Progressive and Bifocal Lenses
Bifocal lenses are lenses with two prescriptions in them, distinctly separated. The prescription at the top of the lens is generally a distance prescription for things far away, and then as you move down the lens to the separated bifocal part where it is a close-up prescription. This is to help people change focus from far away to close-up, which can get more difficult as your eyes age. Progressive lenses are similar, except there is a third portion in the middle, blending the distance, and close-up prescription together to create a smooth progression. With the two prescriptions, however, it also has a transition portion, seemingly blending those two prescriptions together to help the eye transition between the two prescriptions. These types of lenses are for people who have a distance prescription, along with an additional reading power, which is the close-up prescription. When you’re young you generally have a single vision prescription, but as you get older and your eyes age they generally need a little bit more help, and that’s what progressive lenses are for.

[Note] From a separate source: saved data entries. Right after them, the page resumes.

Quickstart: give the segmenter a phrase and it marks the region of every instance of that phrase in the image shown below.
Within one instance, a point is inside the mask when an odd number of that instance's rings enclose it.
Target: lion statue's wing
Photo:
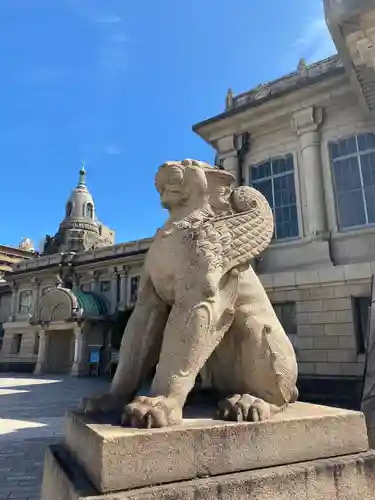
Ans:
[[[225,274],[248,265],[272,239],[272,210],[259,191],[241,186],[233,191],[231,201],[232,214],[204,222],[192,235],[199,261],[209,273],[221,267]]]

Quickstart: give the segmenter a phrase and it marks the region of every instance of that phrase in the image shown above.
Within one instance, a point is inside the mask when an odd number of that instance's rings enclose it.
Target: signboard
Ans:
[[[100,350],[99,349],[90,349],[90,363],[99,363],[100,362]]]

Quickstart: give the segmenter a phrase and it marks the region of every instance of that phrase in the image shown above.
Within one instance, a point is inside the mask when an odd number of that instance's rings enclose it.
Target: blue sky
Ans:
[[[0,243],[54,234],[81,161],[116,242],[165,218],[165,160],[213,160],[191,127],[335,52],[322,0],[2,0]]]

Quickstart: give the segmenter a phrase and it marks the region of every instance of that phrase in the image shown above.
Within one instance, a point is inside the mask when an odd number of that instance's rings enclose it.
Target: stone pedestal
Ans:
[[[374,472],[359,412],[296,403],[268,422],[152,430],[70,413],[46,455],[42,500],[366,500]]]

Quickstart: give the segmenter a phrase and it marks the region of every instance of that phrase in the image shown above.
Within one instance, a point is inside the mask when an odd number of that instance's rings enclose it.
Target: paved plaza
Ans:
[[[39,500],[46,446],[66,409],[109,385],[102,379],[0,375],[0,500]]]

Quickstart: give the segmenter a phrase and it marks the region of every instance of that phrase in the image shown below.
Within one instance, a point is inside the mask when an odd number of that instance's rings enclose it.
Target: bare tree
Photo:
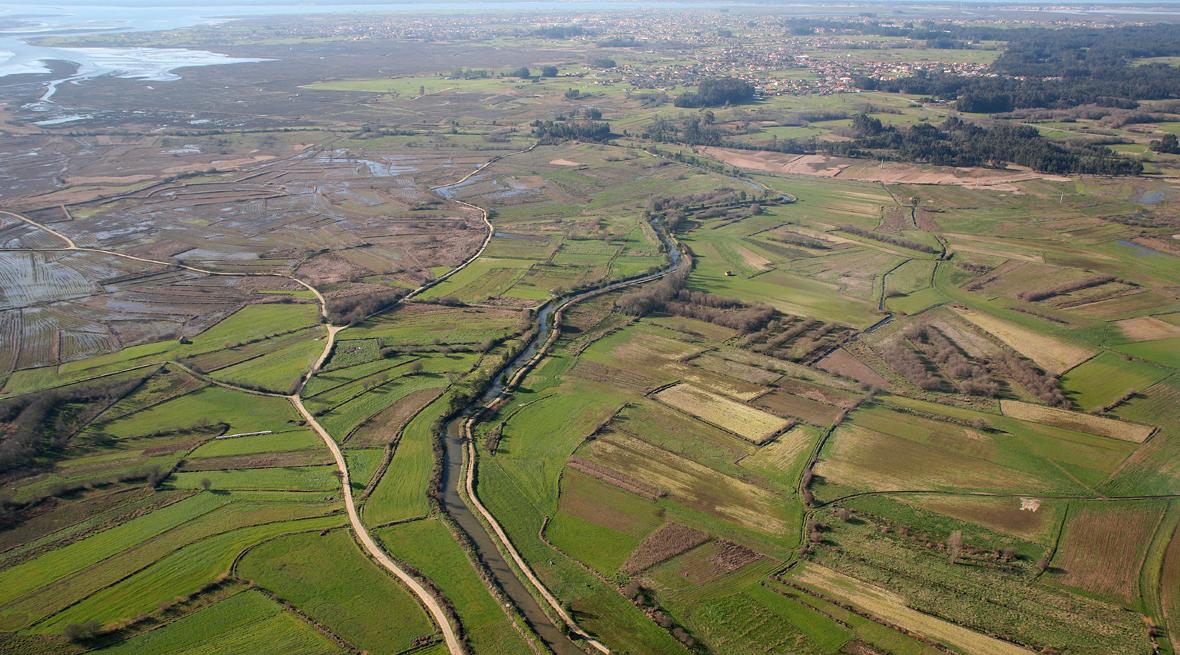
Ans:
[[[951,559],[951,564],[959,561],[959,555],[963,554],[963,531],[955,530],[951,536],[946,540],[946,552]]]

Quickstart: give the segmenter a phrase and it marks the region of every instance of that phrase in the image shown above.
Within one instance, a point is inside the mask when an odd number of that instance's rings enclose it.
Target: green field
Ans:
[[[4,110],[0,655],[1180,655],[1159,15],[107,9],[256,61]]]

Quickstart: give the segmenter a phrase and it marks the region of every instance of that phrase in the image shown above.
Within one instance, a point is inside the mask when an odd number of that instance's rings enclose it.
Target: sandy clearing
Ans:
[[[1140,316],[1116,321],[1115,325],[1134,341],[1155,341],[1180,335],[1180,326],[1172,325],[1154,316]]]
[[[1094,416],[1081,412],[1071,412],[1068,409],[1034,405],[1020,400],[1001,400],[1000,411],[1004,416],[1011,416],[1022,421],[1044,423],[1057,428],[1076,430],[1102,437],[1110,437],[1120,441],[1143,443],[1155,428],[1150,425],[1119,421],[1105,416]]]
[[[1060,375],[1094,355],[1089,348],[1065,343],[990,314],[961,306],[952,309],[1054,375]]]
[[[766,173],[839,177],[842,180],[885,184],[952,185],[974,189],[1019,192],[1029,180],[1068,181],[1068,178],[1031,170],[957,168],[899,162],[871,162],[827,155],[786,155],[764,150],[731,150],[706,146],[698,152],[730,166]]]
[[[806,564],[793,578],[829,596],[851,603],[891,623],[950,644],[972,655],[1031,655],[1033,651],[969,630],[949,621],[923,614],[905,605],[905,599],[890,591],[818,564]]]
[[[154,180],[154,175],[95,175],[67,177],[66,184],[135,184]]]
[[[758,253],[742,246],[735,246],[738,256],[742,258],[742,263],[756,271],[765,271],[770,268],[771,262],[769,259],[759,255]]]
[[[581,162],[571,161],[569,159],[552,159],[549,161],[552,166],[581,166]]]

Something that surprises many new glasses wearers is that glass is not a very common material for prescription glasses. We offer a few different lens materials the first of which being plastic, which we don’t generally recommend because it is a very brittle material so it scratches and chips quite easily. The material we recommend the most is called polycarbonate, it is one of the best options all around with scratch resistance, durability, clarity, for a reasonable price. Up next we have Trivex lenses which are the best in combined clarity, durability, and scratch resistance, but a little bit more in cost. The only thing about Trivex is that it is a thicker material, so if you have a higher prescription it isn’t really an option. Next, we have our two Hi-Index materials, Hi-Index is great for those who have quite high prescriptions because it is a thinner material. There are two types of Hi-Index, 1.67 and 1.74, respectively super-thin and ultra-thin, 1.74 being the thinnest. That is quite a bit of information to take into account when choosing new glasses, and that’s why every step of the way you have an Eyewear Addiction Specialist to help you.
When you are choosing which lens material is best for you, you have to keep in mind your prescription, and the frame. If you have a very small prescription, but choose a semi-rimless frame you might want to go with Trivex for your lenses, to make sure that the bottom of that lens is more durable and won’t chip. Or if you have a particularly high prescription and a thin metal frame, you would definitely want to go with a Hi-Index lens so that the edges of your lenses don’t stick out from your frame. There is a lot to think about when buying new glasses, so having one of our experienced Eyewear Addiction Specialists to help you every step of the way.